Towards Optimal Lower Bounds for k-median and k-means Coresets
This work addresses the fundamental limits of data compression for clustering algorithms, which is crucial for efficient large-scale data analysis, though it is incremental as it refines existing bounds.
The paper tackles the problem of determining the minimum size of coresets for (k,z)-clustering, presenting improved lower bounds that match previous upper bounds up to polylog factors in finite and doubling metrics, and providing a complementary construction with at most ˜O(kε^{-2}· min(ε^{-z},k)) points.

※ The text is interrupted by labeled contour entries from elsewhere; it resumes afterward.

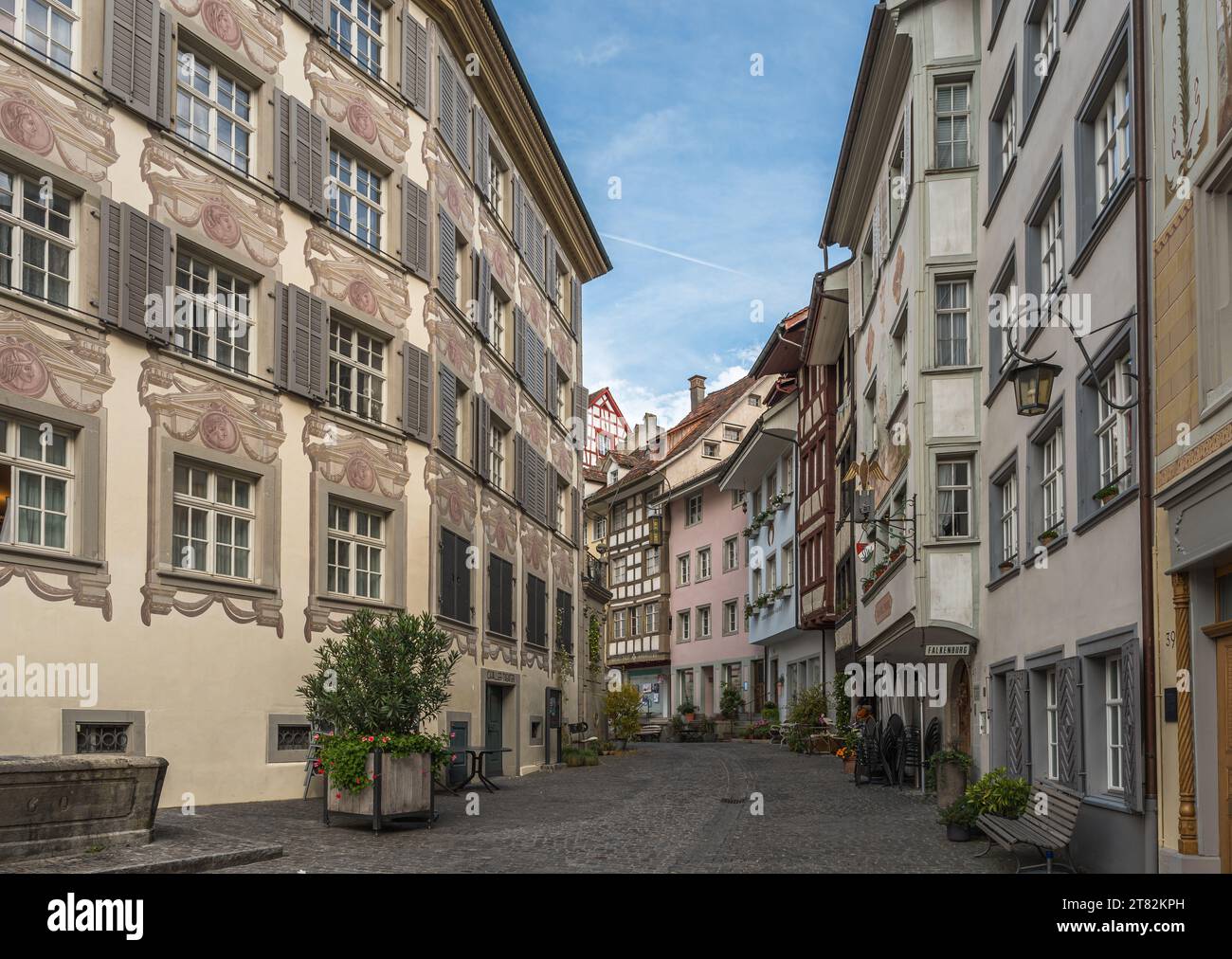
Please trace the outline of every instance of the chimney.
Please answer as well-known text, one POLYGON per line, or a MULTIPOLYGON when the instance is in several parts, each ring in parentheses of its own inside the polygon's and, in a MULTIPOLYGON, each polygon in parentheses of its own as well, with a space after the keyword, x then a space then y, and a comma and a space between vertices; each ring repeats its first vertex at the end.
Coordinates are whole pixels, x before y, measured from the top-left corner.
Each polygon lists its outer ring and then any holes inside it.
POLYGON ((697 407, 701 406, 701 401, 706 398, 706 377, 705 376, 690 376, 689 377, 689 412, 691 413, 697 407))

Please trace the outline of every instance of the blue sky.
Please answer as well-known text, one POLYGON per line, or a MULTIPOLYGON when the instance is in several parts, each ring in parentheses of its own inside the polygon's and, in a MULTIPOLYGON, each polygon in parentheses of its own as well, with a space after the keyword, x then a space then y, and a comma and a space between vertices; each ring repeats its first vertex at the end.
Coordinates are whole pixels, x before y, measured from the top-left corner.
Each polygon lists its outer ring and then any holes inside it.
POLYGON ((495 5, 612 260, 585 287, 585 385, 674 423, 689 376, 739 378, 808 302, 872 0, 495 5))

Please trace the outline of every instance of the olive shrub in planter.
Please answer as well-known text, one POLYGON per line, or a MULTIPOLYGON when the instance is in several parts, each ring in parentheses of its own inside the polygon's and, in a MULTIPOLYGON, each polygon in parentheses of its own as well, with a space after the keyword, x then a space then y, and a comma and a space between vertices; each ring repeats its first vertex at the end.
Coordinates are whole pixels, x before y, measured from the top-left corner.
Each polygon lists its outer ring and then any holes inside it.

Given a set of points in a metric space, the $(k,z)$-clustering problem consists of finding a set of $k$ points called centers, such that the sum of distances raised to the power of $z$ of every data point to its closest center is minimized. Special cases include the famous k-median problem ($z = 1$) and k-means problem ($z = 2$). The $k$-median and $k$-means problems are at the heart of modern data analysis and massive data applications have given raise to the notion of coreset: a small (weighted) subset of the input point set preserving the cost of any solution to the problem up to a multiplicative $(1 \pm \varepsilon)$ factor, hence reducing from large to small scale the input to the problem. In this paper, we present improved lower bounds for coresets in various metric spaces. In finite metrics consisting of $n$ points and doubling metrics with doubling constant $D$, we show that any coreset for $(k,z)$ clustering must consist of at least $Ω(k \varepsilon^{-2} \log n)$ and $Ω(k \varepsilon^{-2} D)$ points, respectively. Both bounds match previous upper bounds up to polylog factors. In Euclidean spaces, we show that any coreset for $(k,z)$ clustering must consists of at least $Ω(k\varepsilon^{-2})$ points. We complement these lower bounds with a coreset construction consisting of at most $\tilde{O}(k\varepsilon^{-2}\cdot \min(\varepsilon^{-z},k))$ points.